Chairman Ron Cutsinger, who has served the library system as a volunteer for many years, insisted the county commission’s action had “nothing to do with book banning” or curtailing library patrons’ access to materials.

Cutsinger noted the county’s generous financial support of the library system in the past and said commissioners were aware the ALA does not dictate what books are chosen locally (decisions that are most often based on community input). However, Commissioner Joseph Neunder equated the vote to “protecting children.”

The main objection, according to Commissioner Mike Moran – who proposed this motion as well as the one for the previous medical and bill of rights resolutions – is that the ALA, which claims to be nonpartisan, is “straying from its core mission” and “acting as [a] political action committee” by promoting “social justice initiatives.”

(No specific example was cited.)

Moran, who has in the past criticized “Sarasota socialism” – such as funding child care supports for working, low-income parents – was supported by Commissioner Neil Rainford, who seconded the motion and said continuing to support the memberships would equate to “funding Marxist ideology . . . and organizations that support that ideology.”

These comments can be traced back to a single tweet by the ALA’s current president, Emily Drabinski – who, just after she was appointed to a one-year term last June, called herself a “Marxist lesbian who believes collective power is possible to build and can be wielded for a better world.”

Though Drabinski has insisted her “views, beliefs and ideologies are mine alone and not shared by the ALA” the since-deleted tweet ignited a domino effect of membership cancellations.

Not only did the county commission vote to drop funding for ALA and FLA memberships (which amount to less than $4,000 annually), both Moran and Rainford called for an examination of “all professional associations, trade organizations and membership organizations” the county has any connection with so they can assess whether taxpayer support should be provided.

That’s an exercise that could easily consume enormous amounts of staff and commission time, but it would indeed provide further opportunities for partisan meddling by the board.

In the past – whether it was a membership association like the ALA, a government agency like the Centers for Disease Control and Prevention, or administrators of a school district or hospital – elected officials stayed in their own lanes, trusting the expertise and knowledge of professionals deemed experts in their own fields and arenas of control, whether teachers, librarians, doctors or scientists. That is no longer the case.

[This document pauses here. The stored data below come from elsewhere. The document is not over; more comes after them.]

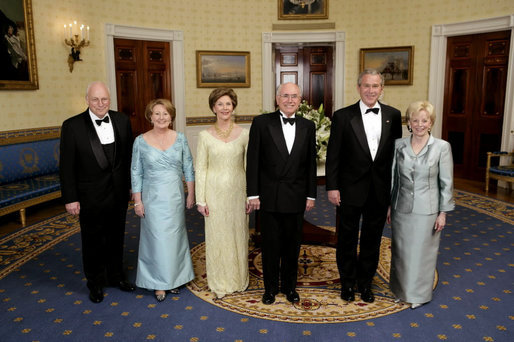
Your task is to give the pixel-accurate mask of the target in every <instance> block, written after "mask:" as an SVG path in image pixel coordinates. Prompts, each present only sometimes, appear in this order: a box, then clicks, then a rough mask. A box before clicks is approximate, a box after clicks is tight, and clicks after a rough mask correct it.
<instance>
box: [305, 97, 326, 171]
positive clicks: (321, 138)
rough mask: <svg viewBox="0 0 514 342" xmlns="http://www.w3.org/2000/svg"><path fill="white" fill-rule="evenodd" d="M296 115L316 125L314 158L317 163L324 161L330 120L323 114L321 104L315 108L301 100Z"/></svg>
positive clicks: (307, 103) (325, 158)
mask: <svg viewBox="0 0 514 342" xmlns="http://www.w3.org/2000/svg"><path fill="white" fill-rule="evenodd" d="M296 115H298V116H302V117H304V118H306V119H309V120H311V121H313V122H314V124H315V125H316V152H317V155H316V159H317V161H318V163H324V162H325V161H326V160H327V146H328V138H329V137H330V125H331V124H332V121H330V119H329V118H328V117H326V116H325V111H324V109H323V104H321V105H320V106H319V108H318V109H317V110H316V109H314V108H312V106H311V105H310V104H308V103H307V102H305V101H302V103H301V104H300V107H298V110H297V111H296Z"/></svg>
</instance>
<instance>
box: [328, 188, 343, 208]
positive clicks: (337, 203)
mask: <svg viewBox="0 0 514 342" xmlns="http://www.w3.org/2000/svg"><path fill="white" fill-rule="evenodd" d="M327 197H328V200H329V202H330V203H332V204H333V205H335V206H339V205H340V204H341V194H340V192H339V190H328V191H327Z"/></svg>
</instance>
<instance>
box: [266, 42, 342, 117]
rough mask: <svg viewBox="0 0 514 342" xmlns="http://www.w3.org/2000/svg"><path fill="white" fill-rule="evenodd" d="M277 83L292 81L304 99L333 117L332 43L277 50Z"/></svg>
mask: <svg viewBox="0 0 514 342" xmlns="http://www.w3.org/2000/svg"><path fill="white" fill-rule="evenodd" d="M275 70H276V86H278V85H279V84H281V83H285V82H293V83H296V84H298V85H299V86H300V87H301V88H302V92H303V94H302V98H303V99H304V100H305V101H307V103H309V104H311V105H312V106H313V107H314V108H318V107H319V106H320V105H321V104H323V107H324V108H325V114H326V115H328V116H330V117H331V116H332V89H333V87H332V77H333V49H332V47H331V46H310V47H301V48H300V47H280V48H276V49H275Z"/></svg>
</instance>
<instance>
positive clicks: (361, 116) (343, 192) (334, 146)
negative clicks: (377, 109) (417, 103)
mask: <svg viewBox="0 0 514 342" xmlns="http://www.w3.org/2000/svg"><path fill="white" fill-rule="evenodd" d="M380 108H381V112H382V132H381V135H380V142H379V145H378V150H377V154H376V156H375V159H374V160H373V159H372V157H371V153H370V150H369V146H368V141H367V139H366V132H365V130H364V124H363V121H362V114H361V110H360V107H359V102H357V103H355V104H353V105H350V106H348V107H345V108H342V109H339V110H337V111H336V112H335V113H334V115H333V117H332V125H331V128H330V139H329V143H328V150H327V162H326V172H325V174H326V189H327V190H339V191H340V194H341V202H342V203H343V204H349V205H354V206H362V205H364V203H365V201H366V198H367V196H368V193H369V189H370V187H371V186H373V189H374V190H375V192H376V197H377V199H378V201H379V202H380V203H381V204H382V205H387V204H389V200H390V191H391V166H392V161H393V151H394V141H395V139H398V138H401V136H402V122H401V114H400V111H399V110H397V109H395V108H393V107H390V106H387V105H384V104H382V103H380ZM368 115H374V114H372V113H371V114H368Z"/></svg>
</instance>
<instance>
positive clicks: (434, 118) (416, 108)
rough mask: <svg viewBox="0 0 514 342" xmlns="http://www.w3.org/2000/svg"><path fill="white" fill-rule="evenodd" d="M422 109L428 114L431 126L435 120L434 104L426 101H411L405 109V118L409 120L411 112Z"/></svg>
mask: <svg viewBox="0 0 514 342" xmlns="http://www.w3.org/2000/svg"><path fill="white" fill-rule="evenodd" d="M423 110H424V111H425V112H427V113H428V116H429V117H430V121H431V126H433V125H434V122H435V112H434V106H433V105H432V104H431V103H430V102H428V101H416V102H412V103H411V104H410V105H409V107H408V108H407V111H405V120H407V122H409V120H410V119H411V117H412V115H413V114H416V113H419V112H421V111H423Z"/></svg>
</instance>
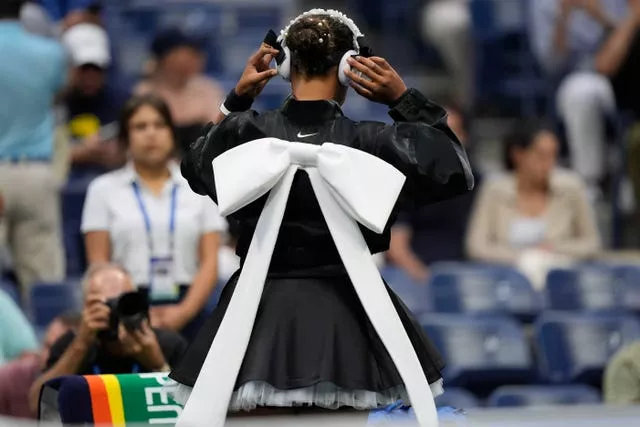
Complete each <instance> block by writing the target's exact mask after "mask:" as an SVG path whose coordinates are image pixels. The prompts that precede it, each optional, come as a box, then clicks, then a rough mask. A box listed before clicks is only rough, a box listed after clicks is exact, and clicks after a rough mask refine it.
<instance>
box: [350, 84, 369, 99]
mask: <svg viewBox="0 0 640 427" xmlns="http://www.w3.org/2000/svg"><path fill="white" fill-rule="evenodd" d="M349 85H350V86H351V87H352V88H353V90H355V91H356V92H358V94H360V95H362V96H364V97H365V98H367V99H370V98H371V97H372V96H373V92H371V91H370V90H369V89H366V88H364V87H362V86H360V85H359V84H357V83H355V82H354V81H353V80H352V81H351V82H350V83H349Z"/></svg>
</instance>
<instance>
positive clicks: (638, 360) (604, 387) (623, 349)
mask: <svg viewBox="0 0 640 427" xmlns="http://www.w3.org/2000/svg"><path fill="white" fill-rule="evenodd" d="M602 388H603V394H604V401H605V403H607V404H614V405H640V341H637V342H634V343H631V344H629V345H628V346H625V347H623V348H622V349H620V350H618V352H617V353H616V354H615V355H614V356H613V358H611V360H610V361H609V363H607V368H606V369H605V373H604V381H603V384H602Z"/></svg>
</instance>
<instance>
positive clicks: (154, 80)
mask: <svg viewBox="0 0 640 427" xmlns="http://www.w3.org/2000/svg"><path fill="white" fill-rule="evenodd" d="M203 49H204V46H203V43H202V42H201V41H200V40H198V39H196V38H195V37H190V36H188V35H186V34H184V33H183V32H182V31H180V30H178V29H169V30H165V31H163V32H160V33H159V34H158V35H157V36H156V38H155V40H154V41H153V44H152V45H151V52H152V53H153V56H154V60H155V68H154V71H153V73H152V75H151V78H149V79H147V80H145V81H142V82H141V83H140V84H138V86H137V87H136V89H135V93H136V94H138V95H141V94H147V93H155V94H156V95H159V96H161V97H162V98H164V100H165V101H166V102H167V104H169V108H170V109H171V114H172V116H173V120H174V122H175V124H176V132H177V137H178V142H179V144H180V145H179V146H180V147H182V146H185V144H190V143H191V142H193V141H195V140H196V139H198V137H199V136H200V131H201V130H202V127H203V126H204V125H205V124H207V123H209V122H210V121H211V120H213V117H214V116H215V115H216V114H217V112H218V107H219V106H220V103H221V102H222V100H223V99H224V91H223V90H222V88H220V86H219V85H218V84H217V82H215V81H213V80H211V79H210V78H208V77H206V76H204V75H203V72H204V67H205V64H206V58H205V55H204V50H203Z"/></svg>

The societal and political climate of the times has inflamed societal and cultural issues these organizations did not face in the past. If the ALA’s advocacy for free speech and against censorship has been elevated recently, it is because the association and the mission it has long upheld without interference – to provide “the best reading, for the largest number, at the least cost” – has come under increasing attack. Such organizations aren't pushing political ideologies; they are fighting to preserve what drove them passionately to their chosen careers in the first place.

The irony in all this, of course, is that the county commission itself is doing exactly what it is accusing these organizations of doing – straying from its “core mission” of governing and meddling in partisan social issues.

Just as they did recently in rejecting the well-researched funding recommendations of their behavioral health advisory committee to instead make their own rules and choices, the Sarasota County commissioners are, once again saying, “We know what is best for the people – more than they do themselves.”

While this recent rejection may seem minor, the danger is the precedent it sets, that “slippery slope” we’re often warned about. If the BOCC – which is charged with committing taxpayer monies responsibly in accordance with greatest benefit to its constituents – continues to go rogue and value its own “greater wisdom” in decision making, a government “of, by and for the people” is a farce.